Thursday, July 28, 2011

Lesson in Tax Incidence

Apparently FAA taxes are temporarily suspended since congress has failed to act on renewing them. And it appears airlines are charging rates as if they were still collecting the tax. Any student of economics will recognize this as an issue of tax incidence. The fact that the price to the consumer remains unchanged, suggests that the incidence of the tax fell entirely on the airlines (suppliers). Rather than being angry this is something to be happy about. It means that consumers weren't harmed by the FAA taxes in the first place, and it also means demand for flying is highly elastic. The quote at the end of the block below suggests this might be true:
Several aviation taxes expired after midnight Friday when Congress failed to reauthorize the Federal Aviation Administration, which collects the revenue. The suspended taxes could save passengers 10% to 15% on their ticket prices, but most U.S. carriers have boosted fares to the levels ticket prices would have been with the taxes still in place, allowing the airlines to take in roughly an extra $25 million a day, says Rick Seaney of FareCompare.com.

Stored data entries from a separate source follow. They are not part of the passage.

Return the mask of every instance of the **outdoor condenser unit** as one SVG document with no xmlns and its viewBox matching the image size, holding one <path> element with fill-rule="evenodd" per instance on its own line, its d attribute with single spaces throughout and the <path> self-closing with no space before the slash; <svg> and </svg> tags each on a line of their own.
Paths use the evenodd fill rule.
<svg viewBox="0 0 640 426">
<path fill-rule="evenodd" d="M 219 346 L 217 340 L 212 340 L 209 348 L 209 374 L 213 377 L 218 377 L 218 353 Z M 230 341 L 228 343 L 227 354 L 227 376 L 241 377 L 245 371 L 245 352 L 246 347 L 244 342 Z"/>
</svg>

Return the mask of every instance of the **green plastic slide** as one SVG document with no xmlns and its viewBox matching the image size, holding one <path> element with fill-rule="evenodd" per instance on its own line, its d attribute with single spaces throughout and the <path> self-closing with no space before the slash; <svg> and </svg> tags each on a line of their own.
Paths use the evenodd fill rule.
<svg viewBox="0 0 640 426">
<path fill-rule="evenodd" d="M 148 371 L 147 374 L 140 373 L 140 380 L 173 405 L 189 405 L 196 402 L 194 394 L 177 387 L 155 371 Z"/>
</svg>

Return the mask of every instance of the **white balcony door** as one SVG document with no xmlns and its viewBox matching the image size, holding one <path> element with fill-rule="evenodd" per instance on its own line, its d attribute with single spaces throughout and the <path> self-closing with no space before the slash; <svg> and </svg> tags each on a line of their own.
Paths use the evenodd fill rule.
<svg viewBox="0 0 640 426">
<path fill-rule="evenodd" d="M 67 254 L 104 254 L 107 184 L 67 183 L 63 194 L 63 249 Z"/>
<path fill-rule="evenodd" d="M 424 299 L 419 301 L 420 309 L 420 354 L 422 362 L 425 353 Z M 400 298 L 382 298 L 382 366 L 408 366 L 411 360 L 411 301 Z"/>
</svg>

As of Tuesday, only Spirit and Alaska seemed to be bucking the trend, Seaney says.

Frequent fliers have noticed.

"While I respect any business' right to set prices as they see fit, this is another example of the airline 'gotcha game,'" says Steven Gordon, a sales manager who lives in Virginia Beach. "It is getting to the point that I feel better about buying a used car than an airline ticket."

1 comment:

joe said...

>The fact that the price to the consumer remains unchanged, suggests that the incidence of the tax fell entirely on the airlines (suppliers). …. and it also means demand for flying is highly elastic.


I would think that the supply of airline seats is relatively inelastic in the short run, given that flying demand is highly elastic any perceived short term reduction to costs would not prompt airlines increase the supply.